Nos députés en ayant voté une loi en ces termes se sont fait les complices d’une atrocité dont ils ne mesurent même pas la portée. Sont-ils totalement décérébrés ? Ou font-ils cela sciemment, avec la satisfaction d’essaimer la mort dans toutes les strates de notre société, comme si c’était là un progrès ? Quel avenir pour une nation qui privilégie l’assassinat au lieu de la vie. Qui ne voit dans la destruction de l’humain que la solution divine pour éviter la souffrance, pour s’épargner de la regarder en face et d’en chercher les antidotes. On ne soigne plus en France, on tue ! Et cette mort est légale, comme l’ont été l’esclavagisme ou la déportation des juifs ! Cette loi devra être abolie, et il faudra intégrer dans la constitution le serment d’Hippocrate, qui de fait devient un feuillet supplémentaire dans les toilettes de l’Assemblée nationale. « Je dirigerai le régime des malades à leur avantage, suivant mes forces et mon jugement, et je m’abstiendrai de tout mal et de toute injustice. Je ne remettrai à personne du poison, si on m’en demande, ni ne prendrai l’initiative d’une pareille suggestion ».

Tout cela vient d’être balayé par un quarteron d’arrogants apprentis sorciers, se prétendant au-dessus de tout y compris de Dieu et ce quelle que soit la religion ! Partant du principe que chaque religion monothéiste condamne le suicide, la république heurte donc à la foi des chrétiens et des musulmans, Le Coran dit notamment :« Ne vous tuez pas vous‑mêmes. Dieu est, envers vous, plein de miséricorde. »

La bible « tu ne tueras point » sous-entendue soi-même. Comment peut-elle intégrer dans sa loi une telle distorsion, alors que la constitution reconnaît dans son préambule que nul ne peut être inquiété pour ses opinions mêmes religieuses.
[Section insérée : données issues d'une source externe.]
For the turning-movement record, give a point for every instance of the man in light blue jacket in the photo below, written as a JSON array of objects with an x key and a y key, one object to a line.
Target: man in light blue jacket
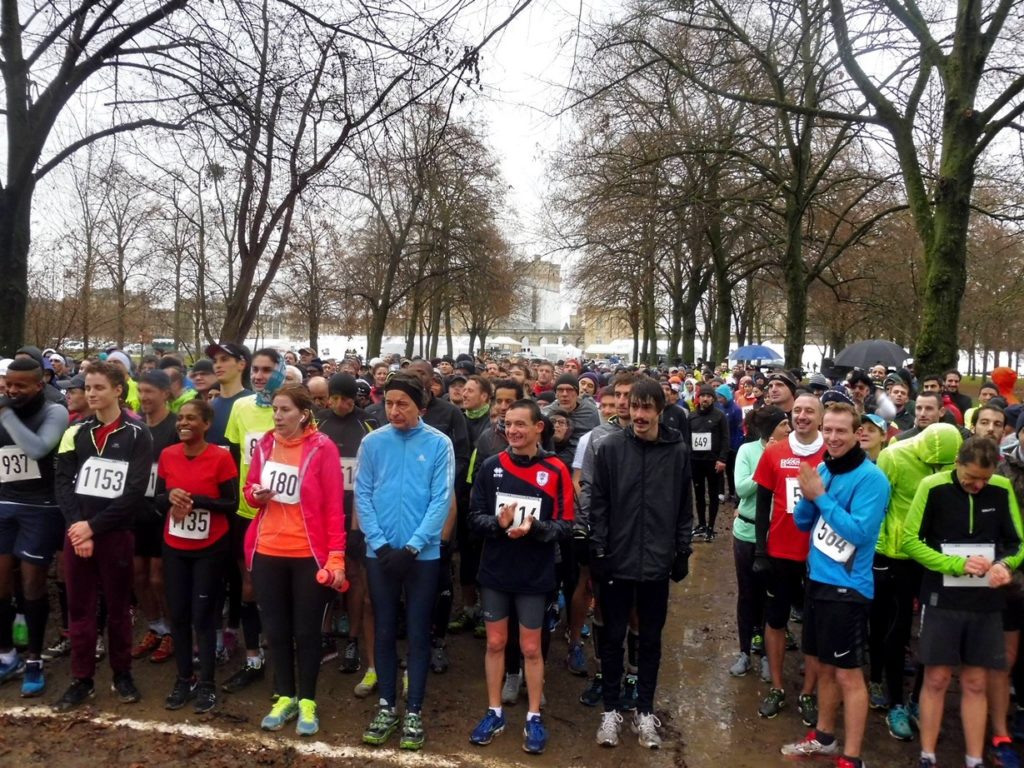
[{"x": 404, "y": 476}]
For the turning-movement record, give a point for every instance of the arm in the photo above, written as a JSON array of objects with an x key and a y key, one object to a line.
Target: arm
[{"x": 36, "y": 444}]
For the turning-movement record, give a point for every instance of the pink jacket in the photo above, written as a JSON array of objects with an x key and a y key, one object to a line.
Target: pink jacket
[{"x": 322, "y": 491}]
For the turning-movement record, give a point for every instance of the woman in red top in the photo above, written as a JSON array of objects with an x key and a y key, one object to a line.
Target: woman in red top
[
  {"x": 295, "y": 481},
  {"x": 197, "y": 489}
]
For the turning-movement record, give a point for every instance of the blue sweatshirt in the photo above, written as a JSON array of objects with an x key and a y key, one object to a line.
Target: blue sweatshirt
[{"x": 403, "y": 481}]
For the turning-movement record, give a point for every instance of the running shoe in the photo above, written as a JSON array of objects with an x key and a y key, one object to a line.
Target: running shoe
[
  {"x": 33, "y": 682},
  {"x": 285, "y": 710},
  {"x": 165, "y": 651},
  {"x": 899, "y": 723},
  {"x": 810, "y": 747},
  {"x": 307, "y": 723},
  {"x": 773, "y": 704},
  {"x": 740, "y": 667},
  {"x": 78, "y": 692},
  {"x": 645, "y": 725},
  {"x": 577, "y": 659},
  {"x": 412, "y": 732},
  {"x": 385, "y": 723},
  {"x": 487, "y": 728},
  {"x": 145, "y": 646},
  {"x": 350, "y": 658},
  {"x": 877, "y": 697},
  {"x": 593, "y": 693},
  {"x": 124, "y": 686},
  {"x": 807, "y": 706},
  {"x": 608, "y": 730},
  {"x": 535, "y": 735},
  {"x": 511, "y": 688},
  {"x": 367, "y": 685}
]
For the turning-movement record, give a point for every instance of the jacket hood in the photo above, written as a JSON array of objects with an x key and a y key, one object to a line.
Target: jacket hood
[{"x": 938, "y": 443}]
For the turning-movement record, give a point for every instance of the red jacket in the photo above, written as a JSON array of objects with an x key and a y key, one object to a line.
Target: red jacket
[{"x": 322, "y": 491}]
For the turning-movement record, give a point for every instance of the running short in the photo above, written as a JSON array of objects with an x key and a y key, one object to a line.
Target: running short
[
  {"x": 32, "y": 532},
  {"x": 783, "y": 588},
  {"x": 836, "y": 632},
  {"x": 952, "y": 638},
  {"x": 529, "y": 608}
]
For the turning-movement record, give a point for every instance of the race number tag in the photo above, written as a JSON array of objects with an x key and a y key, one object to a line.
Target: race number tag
[
  {"x": 283, "y": 479},
  {"x": 830, "y": 544},
  {"x": 151, "y": 487},
  {"x": 196, "y": 525},
  {"x": 966, "y": 550},
  {"x": 15, "y": 465},
  {"x": 793, "y": 494},
  {"x": 525, "y": 506},
  {"x": 103, "y": 478}
]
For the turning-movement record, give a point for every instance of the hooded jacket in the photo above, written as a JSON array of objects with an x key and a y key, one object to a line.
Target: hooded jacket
[
  {"x": 640, "y": 511},
  {"x": 905, "y": 464}
]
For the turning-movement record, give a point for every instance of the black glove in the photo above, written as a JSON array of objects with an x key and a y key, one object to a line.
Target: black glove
[{"x": 680, "y": 566}]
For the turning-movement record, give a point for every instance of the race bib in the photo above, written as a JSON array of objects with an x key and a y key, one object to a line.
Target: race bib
[
  {"x": 830, "y": 544},
  {"x": 793, "y": 494},
  {"x": 196, "y": 525},
  {"x": 525, "y": 506},
  {"x": 151, "y": 487},
  {"x": 966, "y": 550},
  {"x": 103, "y": 478},
  {"x": 15, "y": 465},
  {"x": 283, "y": 479}
]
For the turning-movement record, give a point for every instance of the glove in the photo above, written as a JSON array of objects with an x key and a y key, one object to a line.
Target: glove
[{"x": 680, "y": 566}]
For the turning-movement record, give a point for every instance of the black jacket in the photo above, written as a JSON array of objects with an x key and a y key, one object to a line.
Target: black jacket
[{"x": 640, "y": 513}]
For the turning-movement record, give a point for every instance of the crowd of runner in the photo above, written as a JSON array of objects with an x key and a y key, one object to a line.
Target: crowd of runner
[{"x": 252, "y": 502}]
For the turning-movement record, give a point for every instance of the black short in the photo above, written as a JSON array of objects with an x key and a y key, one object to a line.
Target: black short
[
  {"x": 783, "y": 587},
  {"x": 836, "y": 632},
  {"x": 971, "y": 638}
]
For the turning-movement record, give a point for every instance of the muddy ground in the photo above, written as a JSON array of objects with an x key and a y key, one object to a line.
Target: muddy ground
[{"x": 710, "y": 719}]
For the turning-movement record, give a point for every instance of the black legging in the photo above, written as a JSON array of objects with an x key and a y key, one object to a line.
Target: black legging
[
  {"x": 293, "y": 605},
  {"x": 194, "y": 582}
]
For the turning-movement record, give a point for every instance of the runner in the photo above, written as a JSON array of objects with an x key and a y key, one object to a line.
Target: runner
[
  {"x": 842, "y": 505},
  {"x": 198, "y": 493},
  {"x": 521, "y": 506},
  {"x": 102, "y": 470},
  {"x": 31, "y": 524},
  {"x": 295, "y": 483},
  {"x": 403, "y": 493}
]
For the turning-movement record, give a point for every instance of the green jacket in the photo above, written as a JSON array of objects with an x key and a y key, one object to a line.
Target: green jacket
[{"x": 905, "y": 464}]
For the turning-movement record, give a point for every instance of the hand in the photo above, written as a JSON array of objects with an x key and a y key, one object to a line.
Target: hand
[
  {"x": 810, "y": 482},
  {"x": 999, "y": 576},
  {"x": 680, "y": 566}
]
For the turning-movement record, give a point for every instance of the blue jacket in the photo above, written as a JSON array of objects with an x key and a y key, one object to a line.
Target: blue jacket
[
  {"x": 403, "y": 481},
  {"x": 853, "y": 506}
]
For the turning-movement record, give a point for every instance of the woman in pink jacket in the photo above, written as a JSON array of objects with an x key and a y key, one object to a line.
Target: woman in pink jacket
[{"x": 295, "y": 481}]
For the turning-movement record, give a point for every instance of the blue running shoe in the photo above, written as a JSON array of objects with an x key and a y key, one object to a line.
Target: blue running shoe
[
  {"x": 486, "y": 729},
  {"x": 535, "y": 735}
]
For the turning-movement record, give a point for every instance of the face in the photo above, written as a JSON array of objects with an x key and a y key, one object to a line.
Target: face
[
  {"x": 289, "y": 419},
  {"x": 261, "y": 370},
  {"x": 973, "y": 477},
  {"x": 806, "y": 417},
  {"x": 152, "y": 399},
  {"x": 926, "y": 412},
  {"x": 989, "y": 424},
  {"x": 189, "y": 424},
  {"x": 520, "y": 430},
  {"x": 401, "y": 412},
  {"x": 644, "y": 416},
  {"x": 99, "y": 393}
]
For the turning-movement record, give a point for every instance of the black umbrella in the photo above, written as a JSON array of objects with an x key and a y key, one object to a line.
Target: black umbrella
[{"x": 863, "y": 354}]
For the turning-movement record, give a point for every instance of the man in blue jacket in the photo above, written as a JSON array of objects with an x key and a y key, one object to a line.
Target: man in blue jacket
[
  {"x": 403, "y": 480},
  {"x": 844, "y": 502}
]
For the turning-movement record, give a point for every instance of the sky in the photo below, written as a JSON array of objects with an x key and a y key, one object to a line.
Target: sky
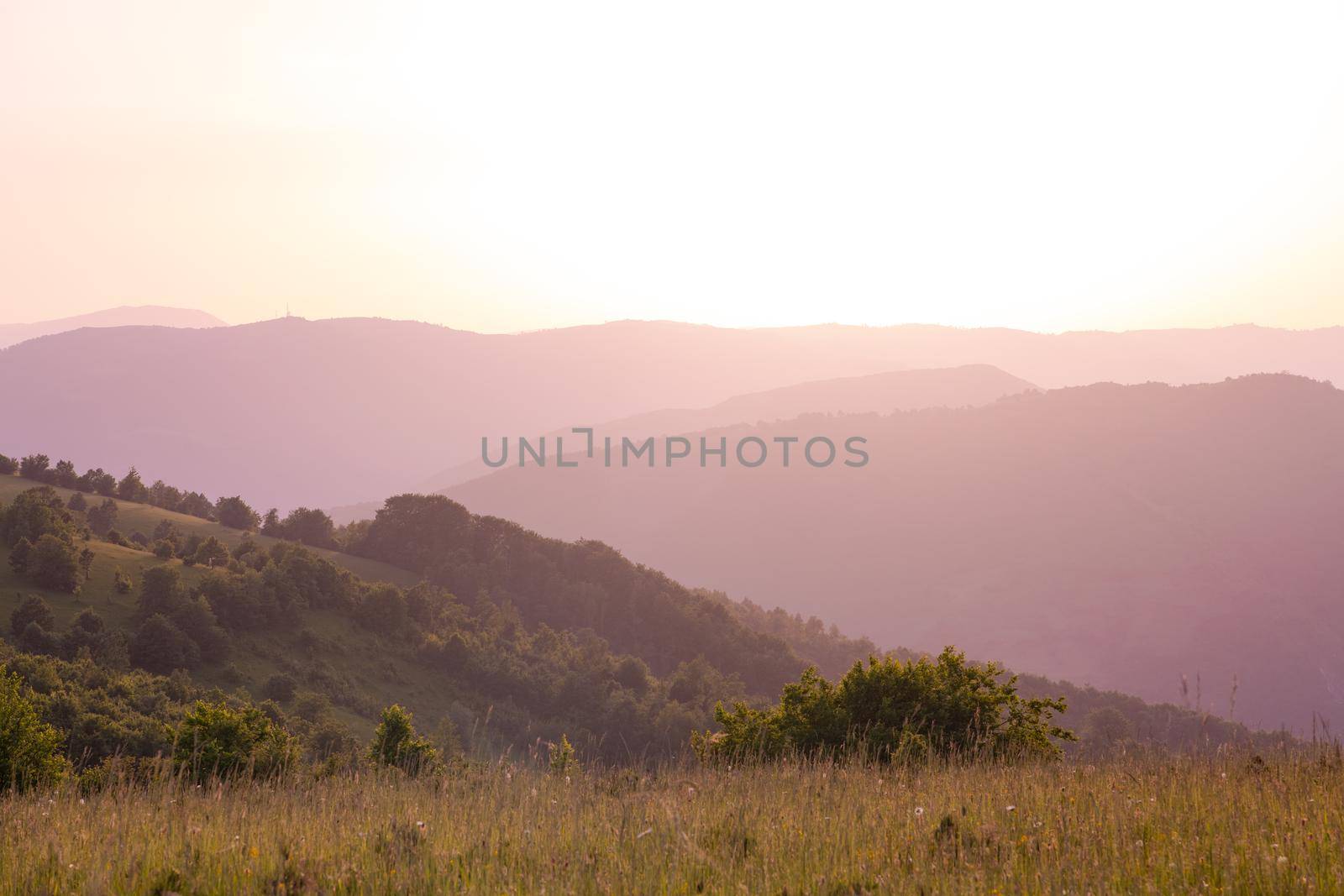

Mais aller contre la foi, même si la loi l’autorise n’est-ce pas entrer en conflit avec ce principe, et finalement réduire la liberté d’opinion à une contrainte, celle de devoir se plier à une injonction devenue légale par violation de la foi ? Si dans un état laïc la foi n’a aucune valeur juridique en elle-même, elle se trouve indirectement protégée par la liberté de conscience qui elle est protégée juridiquement, comme un principe fondamental. Ce point devrait annuler l’interdiction du droit de conscience inscrit dans le texte initial. Les laïcards basiques vont se dresser, prétextant qu’une religion, une foi ne sauraient être invoquées sans nuire au principe républicain, ce que nous venons d’ébranler dans notre courte démonstration. Des précédents existent, sans que cela ne choque ou nuisent, le président de la République américaine, pourtant juridiquement laïque, prête serment sur la bible, sans que cela ne choque les américains, les Français seraient-ils plus sensibles que nos voisins ? La seule conclusion à cet immonde texte qui a été rédigé par une bande d’irrespectueux du code moral et des principes de base de notre nation doit être annulée, et s’il ne l’est pas aujourd’hui, le futur président doit le prévoir explicitement.